Ni duda cabe que el aprovechamiento de las técnicas empleadas por los monjes del Templo Shaolin en una coreografía dancística es una gran oportunidad para presentar no sólo un espectáculo dancístico inusual, sino también para presentar una suerte de diálogo intercultural entre la tradición dancística occidental, libre y energética, con las posibilidades expresivas abiertas por las artes marciales orientales. En esta suerte de encuentro de dos mundos es posible encontrar el elemento discursivo que da coherencia al trabajo coreográfico desplegado en el escenario de Bellas Artes. Y no es exactamente que la coreografía dé cuenta de alguna historia de orden lineal, en cuyo caso el resultado sería inmensamente menos atractivo. Más bien es el elemento abstracto de la energía móvil del arte marcial combinado con una coreografía que permite el movimiento y evolución de la presencia grupal de los monjes lo que podría permitir establecer una suerte de relato, o metarrelato, que le permita al público guiarse por los movimientos en escena.

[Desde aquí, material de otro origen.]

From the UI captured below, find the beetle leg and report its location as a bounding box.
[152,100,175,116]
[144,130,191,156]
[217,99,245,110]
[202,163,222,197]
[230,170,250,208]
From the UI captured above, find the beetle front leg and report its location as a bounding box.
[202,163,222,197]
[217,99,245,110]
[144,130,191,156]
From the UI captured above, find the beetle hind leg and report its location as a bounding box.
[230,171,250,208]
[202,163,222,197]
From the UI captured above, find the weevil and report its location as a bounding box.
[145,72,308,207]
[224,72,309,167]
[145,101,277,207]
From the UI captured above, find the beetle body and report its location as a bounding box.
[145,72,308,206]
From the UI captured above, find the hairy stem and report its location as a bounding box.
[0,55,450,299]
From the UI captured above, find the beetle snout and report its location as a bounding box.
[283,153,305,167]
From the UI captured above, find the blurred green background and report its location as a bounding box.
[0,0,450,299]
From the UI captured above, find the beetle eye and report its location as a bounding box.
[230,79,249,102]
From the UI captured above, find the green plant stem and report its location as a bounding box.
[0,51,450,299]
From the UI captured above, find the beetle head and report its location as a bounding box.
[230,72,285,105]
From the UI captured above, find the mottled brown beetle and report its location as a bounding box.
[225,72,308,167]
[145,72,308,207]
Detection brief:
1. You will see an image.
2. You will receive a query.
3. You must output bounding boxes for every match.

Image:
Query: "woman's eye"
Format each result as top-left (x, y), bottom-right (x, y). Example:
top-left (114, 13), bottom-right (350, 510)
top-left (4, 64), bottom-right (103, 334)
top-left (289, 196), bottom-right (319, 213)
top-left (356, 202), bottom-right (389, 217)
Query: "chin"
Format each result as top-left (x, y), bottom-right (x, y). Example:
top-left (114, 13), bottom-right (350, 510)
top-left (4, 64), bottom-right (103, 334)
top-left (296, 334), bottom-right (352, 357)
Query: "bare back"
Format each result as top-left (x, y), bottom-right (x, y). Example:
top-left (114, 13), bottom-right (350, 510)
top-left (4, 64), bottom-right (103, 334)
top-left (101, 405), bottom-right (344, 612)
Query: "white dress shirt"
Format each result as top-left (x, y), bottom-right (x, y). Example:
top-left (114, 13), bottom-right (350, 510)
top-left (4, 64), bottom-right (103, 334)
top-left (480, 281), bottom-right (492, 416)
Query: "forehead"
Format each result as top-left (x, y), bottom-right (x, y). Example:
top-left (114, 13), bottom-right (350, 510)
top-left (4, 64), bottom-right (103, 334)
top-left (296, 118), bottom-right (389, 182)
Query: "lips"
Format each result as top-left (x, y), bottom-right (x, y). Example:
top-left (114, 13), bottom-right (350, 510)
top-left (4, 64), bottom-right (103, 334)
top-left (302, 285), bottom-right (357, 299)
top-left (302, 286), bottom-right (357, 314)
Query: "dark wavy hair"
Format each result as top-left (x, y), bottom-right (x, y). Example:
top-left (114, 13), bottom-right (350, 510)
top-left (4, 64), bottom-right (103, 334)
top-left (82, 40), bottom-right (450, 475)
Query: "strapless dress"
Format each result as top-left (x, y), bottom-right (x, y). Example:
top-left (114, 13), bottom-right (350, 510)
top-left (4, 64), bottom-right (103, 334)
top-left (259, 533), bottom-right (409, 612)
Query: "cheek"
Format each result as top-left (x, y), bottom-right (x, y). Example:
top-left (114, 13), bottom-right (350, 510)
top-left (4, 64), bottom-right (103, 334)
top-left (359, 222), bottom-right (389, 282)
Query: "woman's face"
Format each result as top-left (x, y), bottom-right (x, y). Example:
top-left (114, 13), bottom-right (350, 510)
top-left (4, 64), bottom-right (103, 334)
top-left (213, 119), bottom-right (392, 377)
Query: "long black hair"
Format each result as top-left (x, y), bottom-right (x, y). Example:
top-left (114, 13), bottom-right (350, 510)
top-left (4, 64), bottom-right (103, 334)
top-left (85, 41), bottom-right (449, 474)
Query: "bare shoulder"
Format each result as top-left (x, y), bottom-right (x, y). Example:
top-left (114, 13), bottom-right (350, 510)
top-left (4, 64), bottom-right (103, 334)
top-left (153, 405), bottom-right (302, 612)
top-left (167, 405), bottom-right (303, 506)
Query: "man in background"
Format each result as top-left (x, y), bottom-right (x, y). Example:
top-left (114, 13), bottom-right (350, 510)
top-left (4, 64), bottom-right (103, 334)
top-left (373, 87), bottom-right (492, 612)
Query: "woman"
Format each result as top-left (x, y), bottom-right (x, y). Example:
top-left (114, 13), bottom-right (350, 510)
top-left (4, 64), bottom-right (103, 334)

Es de esta manera que las 21 cajas de madera puestas sobre el escenario con las que interactúan los monjes y el propio coreógrafo constituyen ese elemento libremente simbólico que otorga la libertad hermenéutica del espectador para construir su propio relato, su historia revelada, su vínculo con la energía puesta en escena. La coreografía ¿es la historia del descubrimiento de Occidente del misticismo budista? ¿Narra el encuentro del racionalismo occidental frente al mundo religioso oriental? ¿Es el relato de los conflictos intelectuales occidentales, representados por las cajas, por entender la naturaleza y el mundo espiritual primigenio y libre de Oriente? Las cajas de madera sobre el escenario, ¿son metáfora del misterio inherente a la búsqueda racional occidental? ¿Cajas de Pandora posmodernas donde sólo se oculta una desconcertante ráfaga de energía en movimiento? Puede ser eso, y muchas otras cosas. Las cajas de sólida madera ensambladas son una suerte de símbolo del que salen no sólo los propios monjes budistas sino la energía que ellos traen y dominan, sin importar si portan elementos guerreros, como lanzas y sables, o se cubren con ropas a la usanza occidental. Y tal en algún momento la coreografía y, en especial, la música, puedan parecer repetitivos. Pero es en esa múltiple reiteración del discurso en el que puede hallarse una parte más de esta exploración de la dinámica entre movimiento y reposo, típica del budismo, en el que el reposo es inherente al movimiento, y en donde se aparejan igualmente el sonido y el silencio, elementos todos ellos presentes a lo largo del desarrollo de la puesta en escena.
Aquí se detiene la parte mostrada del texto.